Divided between his duty as husband of Olga and father of Paul, and his passion for Marie-Thérèse Walter (who gave birth in 1935 to Maya), Picasso was inspired by Greek mythology to depict his own story. When, in the early 1930s, he identified and depicted himself as a minotaur, a monster with the body of a man and the head of a bull, it symbolised the complexity and ambivalence of his relationships with women. Crucifixions and bullfights - recurrent themes of his work from this point - were intimately linked to the painful experience of his married life. The corrida reflected the violence of combat, occasionally confined to the struggle between the bull and the horse, and this could be interpreted as the fight between masculine and feminine.
After the couple finally separated, Olgas presence in Picassos work became diluted, to be replaced by other models (Marie-Thérèse Walter, Dora Maar and Françoise Gilot), over years in which loneliness and grief broke the Russian dancers spirit as she continued to send letters to the man who was still, to her and by law, her husband, until her death in 1955.
The Olga Khokhlova archives
Bernard Ruiz-Picasso tells us that his grandmother (whom he never met, as she died before he was born), was a mysterious grandmother to him, as she was very seldom spoken about. A portrait of Olga, drawn by Picasso, hung in the living room of the Paris apartment where he grew up and where his father, Paul, would occasionally execute some of the ballet steps his mother had taught him. It was a desire to learn more about his grandmother that led him to have translations made of the six hundred letters or more, in Russian, that Olga Khokhlova received from her family between 1919 and 1933. These missives enabled him to unravel the tragic and distant fate of Olgas parents, siblings and relations, while she was enjoying a comfortable life alongside Picasso in Paris.

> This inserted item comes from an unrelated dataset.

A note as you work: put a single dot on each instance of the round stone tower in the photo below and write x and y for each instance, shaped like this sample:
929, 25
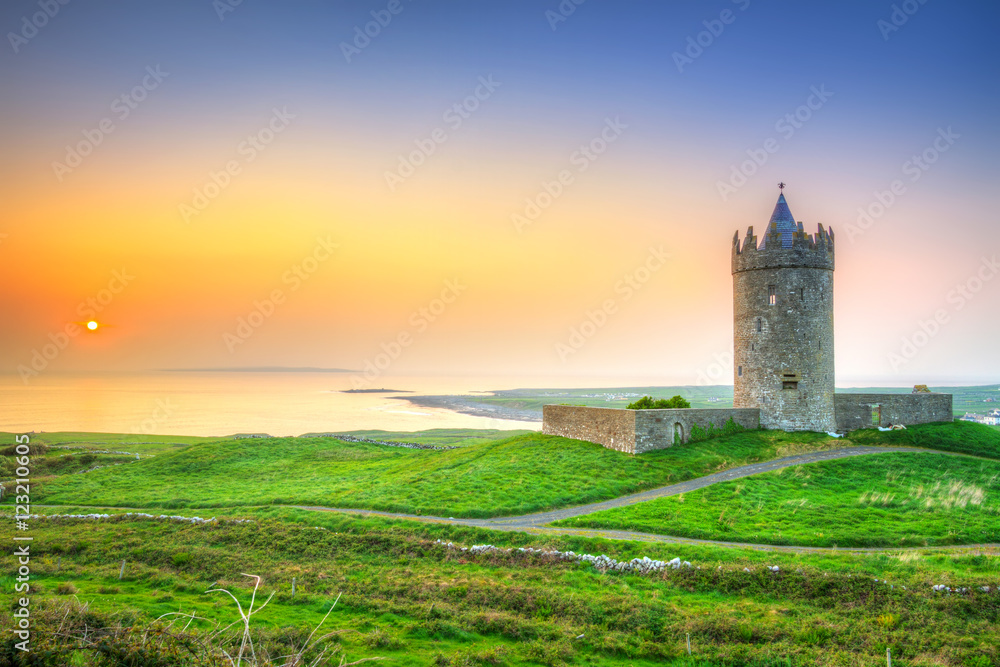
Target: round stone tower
783, 324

Olga Picasso provides a new look at her role in both the artists life and art history. The exhibition is the result of intense research based on the archives of Olga Kholkhova, the grandmother of Bernard Ruiz-Picasso, who is one of the joint curators of the exhibition and a key figure in the creation and the everyday life of Museo Picasso Málaga. This is undoubtedly the reason why affection and sentiment can be so strongly felt in the MPM exhibition, here in the city of Picassos birth.
This touring exhibition is the product of collaboration between four international institutions. The exhibition shown in Museo Picasso Málaga was organized by Musée national Picasso-Paris, in collaboration with Fundación Almine y Bernard Ruiz-Picasso para el Arte. It was seen at Museé national Picasso-Paris from 21st March to 3rd September 2017, and at the Pushkin Museum in Moscow from 19th November 2018 to 4th February 2019, before coming to Museo Picasso Málaga from 26th February to 2nd June, after which it will run from 18th June to 22nd September at CaixaForum Madrid.